Naghipourfar Mohsen, Chen Siyu, Howard Mathew K, Macdonald Christian B, Saberi Ali, Hagen Timo, Mofrad Mohammad R K, Coyote-Maestas Willow, Goodarzi Hani
Molecular Cell Biomechanics Laboratory, Departments of Bioengineering and Mechanical Engineering, University of California, Berkeley, Berkeley, CA, USA.
Arc Institute, Palo Alto, CA, USA.
bioRxiv. 2024 Oct 13:2024.10.10.617568. doi: 10.1101/2024.10.10.617568.
In the canonical genetic code, many amino acids are assigned more than one codon. Work by us and others has shown that the choice of these synonymous codon is not random, and carries regulatory and functional consequences. Existing protein foundation models ignore this context-dependent role of coding sequence in shaping the protein landscape of the cell. To address this gap, we introduce cdsFM, a suite of codon-resolution large language models, including both EnCodon and DeCodon models, with up to 1B parameters. Pre-trained on 60 million protein-coding sequences from more than 5,000 species, our models effectively learn the relationship between codons and amino acids, recapitualing the overall structure of the genetic code. In addition to outperforming state-of-the-art genomic foundation models in a variety of zero-shot and few-shot learning tasks, the larger pre-trained models were superior in predicting the choice of synonymous codons. To systematically assess the impact of synonymous codon choices on protein expression and our models' ability to capture these effects, we generated a large dataset measuring overall and surface expression levels of three proteins as a function of changes in their synonymous codons. We showed that our EnCodon models could be readily fine-tuned to predict the contextual consequences of synonymous codon choices. Armed with this knowledge, we applied EnCodon to existing clinical datasets of synonymous variants, and we identified a large number of synonymous codons that are likely pathogenic, several of which we experimentally confirmed in a cell-based model. Together, our findings establish the cdsFM suite as a powerful tool for decoding the complex functional grammar underlying the choice of synonymous codons.

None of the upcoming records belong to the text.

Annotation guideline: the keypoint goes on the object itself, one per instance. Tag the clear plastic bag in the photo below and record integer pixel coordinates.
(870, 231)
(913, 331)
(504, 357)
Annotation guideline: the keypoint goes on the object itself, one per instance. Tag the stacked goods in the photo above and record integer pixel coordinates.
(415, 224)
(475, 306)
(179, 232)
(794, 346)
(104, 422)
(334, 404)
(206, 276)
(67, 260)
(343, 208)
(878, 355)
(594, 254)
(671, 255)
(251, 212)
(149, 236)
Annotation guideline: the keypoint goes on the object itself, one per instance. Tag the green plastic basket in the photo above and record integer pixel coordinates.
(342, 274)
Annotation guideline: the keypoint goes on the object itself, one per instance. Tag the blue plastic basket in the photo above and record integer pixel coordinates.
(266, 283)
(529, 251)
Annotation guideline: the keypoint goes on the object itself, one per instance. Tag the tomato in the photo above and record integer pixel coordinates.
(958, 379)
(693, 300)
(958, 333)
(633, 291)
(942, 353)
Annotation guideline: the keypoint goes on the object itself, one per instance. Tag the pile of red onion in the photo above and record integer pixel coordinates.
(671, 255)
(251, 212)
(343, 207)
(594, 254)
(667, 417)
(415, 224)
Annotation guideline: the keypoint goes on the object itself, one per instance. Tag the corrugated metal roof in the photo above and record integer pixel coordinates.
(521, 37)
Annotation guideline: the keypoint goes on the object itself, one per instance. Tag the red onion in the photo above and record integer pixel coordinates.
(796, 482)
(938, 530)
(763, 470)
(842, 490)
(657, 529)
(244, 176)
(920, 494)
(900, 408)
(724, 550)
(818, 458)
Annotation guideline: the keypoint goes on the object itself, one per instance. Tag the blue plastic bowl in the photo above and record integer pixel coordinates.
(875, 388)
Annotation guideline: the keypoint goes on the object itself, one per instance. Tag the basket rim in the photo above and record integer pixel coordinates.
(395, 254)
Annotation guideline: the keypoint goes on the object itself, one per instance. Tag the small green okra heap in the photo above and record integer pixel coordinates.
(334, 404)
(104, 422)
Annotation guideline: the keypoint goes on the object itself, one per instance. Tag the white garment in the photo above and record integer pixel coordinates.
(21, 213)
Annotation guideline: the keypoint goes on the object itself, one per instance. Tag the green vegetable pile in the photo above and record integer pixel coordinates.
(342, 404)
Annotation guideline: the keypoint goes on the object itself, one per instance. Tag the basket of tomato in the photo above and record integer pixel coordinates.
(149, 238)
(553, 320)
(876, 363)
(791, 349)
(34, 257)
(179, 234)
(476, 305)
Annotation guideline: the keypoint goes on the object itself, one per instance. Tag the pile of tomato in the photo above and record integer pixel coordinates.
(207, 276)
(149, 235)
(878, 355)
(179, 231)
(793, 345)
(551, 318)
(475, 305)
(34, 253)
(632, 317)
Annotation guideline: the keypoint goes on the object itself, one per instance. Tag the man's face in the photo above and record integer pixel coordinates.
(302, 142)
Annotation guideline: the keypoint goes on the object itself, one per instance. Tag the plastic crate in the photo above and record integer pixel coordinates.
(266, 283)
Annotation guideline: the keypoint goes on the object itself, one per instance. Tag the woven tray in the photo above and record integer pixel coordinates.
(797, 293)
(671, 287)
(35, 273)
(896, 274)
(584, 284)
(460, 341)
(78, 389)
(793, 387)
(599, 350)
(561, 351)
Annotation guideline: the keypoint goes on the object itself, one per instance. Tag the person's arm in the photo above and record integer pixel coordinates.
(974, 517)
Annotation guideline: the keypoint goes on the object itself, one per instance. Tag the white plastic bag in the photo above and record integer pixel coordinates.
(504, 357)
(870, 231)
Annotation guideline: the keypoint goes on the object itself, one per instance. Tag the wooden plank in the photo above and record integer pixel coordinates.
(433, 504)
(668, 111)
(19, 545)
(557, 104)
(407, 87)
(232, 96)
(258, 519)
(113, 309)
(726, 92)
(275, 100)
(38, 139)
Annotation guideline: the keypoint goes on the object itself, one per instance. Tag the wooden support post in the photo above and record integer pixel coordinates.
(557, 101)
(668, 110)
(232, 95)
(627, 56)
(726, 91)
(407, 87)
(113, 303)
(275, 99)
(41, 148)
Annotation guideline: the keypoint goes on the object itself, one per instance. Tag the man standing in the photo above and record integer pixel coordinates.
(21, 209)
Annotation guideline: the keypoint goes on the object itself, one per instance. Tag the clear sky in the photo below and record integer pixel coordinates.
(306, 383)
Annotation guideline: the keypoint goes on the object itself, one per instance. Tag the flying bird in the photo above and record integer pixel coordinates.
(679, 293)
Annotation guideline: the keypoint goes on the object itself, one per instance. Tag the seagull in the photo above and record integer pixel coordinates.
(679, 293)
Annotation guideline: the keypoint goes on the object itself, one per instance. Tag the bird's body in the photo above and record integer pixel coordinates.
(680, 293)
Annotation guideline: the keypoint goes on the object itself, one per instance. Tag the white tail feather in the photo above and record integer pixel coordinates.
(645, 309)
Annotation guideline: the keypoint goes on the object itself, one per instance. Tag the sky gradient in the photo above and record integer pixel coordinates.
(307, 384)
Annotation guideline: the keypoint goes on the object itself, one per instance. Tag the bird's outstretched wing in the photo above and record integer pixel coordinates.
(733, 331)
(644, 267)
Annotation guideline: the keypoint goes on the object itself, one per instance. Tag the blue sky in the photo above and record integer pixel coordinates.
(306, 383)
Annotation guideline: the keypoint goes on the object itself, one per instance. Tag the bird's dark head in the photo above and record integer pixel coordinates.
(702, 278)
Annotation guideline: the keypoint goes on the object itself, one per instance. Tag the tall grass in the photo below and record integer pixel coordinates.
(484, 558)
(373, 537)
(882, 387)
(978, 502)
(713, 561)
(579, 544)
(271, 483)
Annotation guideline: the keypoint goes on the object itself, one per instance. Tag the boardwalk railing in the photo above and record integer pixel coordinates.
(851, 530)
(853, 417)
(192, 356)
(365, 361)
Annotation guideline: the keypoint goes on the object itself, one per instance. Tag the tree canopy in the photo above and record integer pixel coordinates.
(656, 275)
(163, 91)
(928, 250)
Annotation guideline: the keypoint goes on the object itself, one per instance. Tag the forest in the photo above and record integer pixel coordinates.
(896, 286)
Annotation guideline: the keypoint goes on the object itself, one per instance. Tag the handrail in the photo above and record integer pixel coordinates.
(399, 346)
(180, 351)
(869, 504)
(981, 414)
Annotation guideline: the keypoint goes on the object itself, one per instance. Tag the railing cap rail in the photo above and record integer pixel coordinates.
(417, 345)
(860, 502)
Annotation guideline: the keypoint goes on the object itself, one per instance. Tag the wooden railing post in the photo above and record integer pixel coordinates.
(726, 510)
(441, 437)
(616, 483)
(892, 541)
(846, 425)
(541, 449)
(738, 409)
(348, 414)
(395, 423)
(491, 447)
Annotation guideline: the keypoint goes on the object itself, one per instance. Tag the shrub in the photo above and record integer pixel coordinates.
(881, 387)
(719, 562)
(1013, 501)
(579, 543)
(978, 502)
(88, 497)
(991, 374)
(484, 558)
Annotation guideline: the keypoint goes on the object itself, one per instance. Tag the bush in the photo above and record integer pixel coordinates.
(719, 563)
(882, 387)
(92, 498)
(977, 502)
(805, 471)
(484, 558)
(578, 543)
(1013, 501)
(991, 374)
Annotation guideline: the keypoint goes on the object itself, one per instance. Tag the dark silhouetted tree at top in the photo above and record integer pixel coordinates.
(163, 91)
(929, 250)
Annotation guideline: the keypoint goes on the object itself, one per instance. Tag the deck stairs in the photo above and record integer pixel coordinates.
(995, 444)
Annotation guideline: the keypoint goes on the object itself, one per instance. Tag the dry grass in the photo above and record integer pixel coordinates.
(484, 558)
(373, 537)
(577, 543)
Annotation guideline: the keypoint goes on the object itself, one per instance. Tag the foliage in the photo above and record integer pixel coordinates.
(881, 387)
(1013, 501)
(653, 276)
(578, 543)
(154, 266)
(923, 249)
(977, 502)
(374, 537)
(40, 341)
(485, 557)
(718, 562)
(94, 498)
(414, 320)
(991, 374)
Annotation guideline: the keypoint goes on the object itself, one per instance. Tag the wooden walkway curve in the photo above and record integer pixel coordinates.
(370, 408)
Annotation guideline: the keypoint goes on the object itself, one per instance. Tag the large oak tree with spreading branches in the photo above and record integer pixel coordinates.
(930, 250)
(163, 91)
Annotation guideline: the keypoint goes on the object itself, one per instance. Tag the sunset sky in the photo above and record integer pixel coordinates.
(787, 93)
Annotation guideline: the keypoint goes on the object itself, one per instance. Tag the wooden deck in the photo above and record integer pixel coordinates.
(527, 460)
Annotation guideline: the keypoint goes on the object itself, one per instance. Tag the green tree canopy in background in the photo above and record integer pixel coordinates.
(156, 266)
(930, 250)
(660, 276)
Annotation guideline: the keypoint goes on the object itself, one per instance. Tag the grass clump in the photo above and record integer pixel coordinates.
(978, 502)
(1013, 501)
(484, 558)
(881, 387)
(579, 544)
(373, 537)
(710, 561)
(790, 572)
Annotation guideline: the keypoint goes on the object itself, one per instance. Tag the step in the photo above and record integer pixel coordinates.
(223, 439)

在标准遗传密码中,许多氨基酸被赋予了不止一个密码子。我们和其他人的研究表明,这些同义密码子的选择并非随机,而是具有调控和功能上的影响。现有的蛋白质基础模型忽略了编码序列在塑造细胞蛋白质格局中这种依赖上下文的作用。为了填补这一空白,我们引入了cdsFM,这是一套密码子分辨率的大语言模型,包括EnCodon和DeCodon模型,参数多达10亿。我们的模型在来自5000多个物种的6000万个蛋白质编码序列上进行预训练,有效地学习了密码子与氨基酸之间的关系,概括了遗传密码的整体结构。除了在各种零样本和少样本学习任务中优于当前最先进的基因组基础模型外,更大的预训练模型在预测同义密码子的选择方面也更胜一筹。为了系统地评估同义密码子选择对蛋白质表达的影响以及我们的模型捕捉这些影响的能力,我们生成了一个大型数据集,测量三种蛋白质的整体和表面表达水平随其同义密码子变化的函数关系。我们表明,我们的EnCodon模型可以很容易地进行微调,以预测同义密码子选择的上下文后果。有了这些知识,我们将EnCodon应用于现有的同义变体临床数据集,并识别出大量可能致病的同义密码子,其中有几个我们在基于细胞的模型中通过实验得到了证实。总之,我们的研究结果确立了cdsFM套件作为一种强大工具,用于解码同义密码子选择背后复杂的功能语法。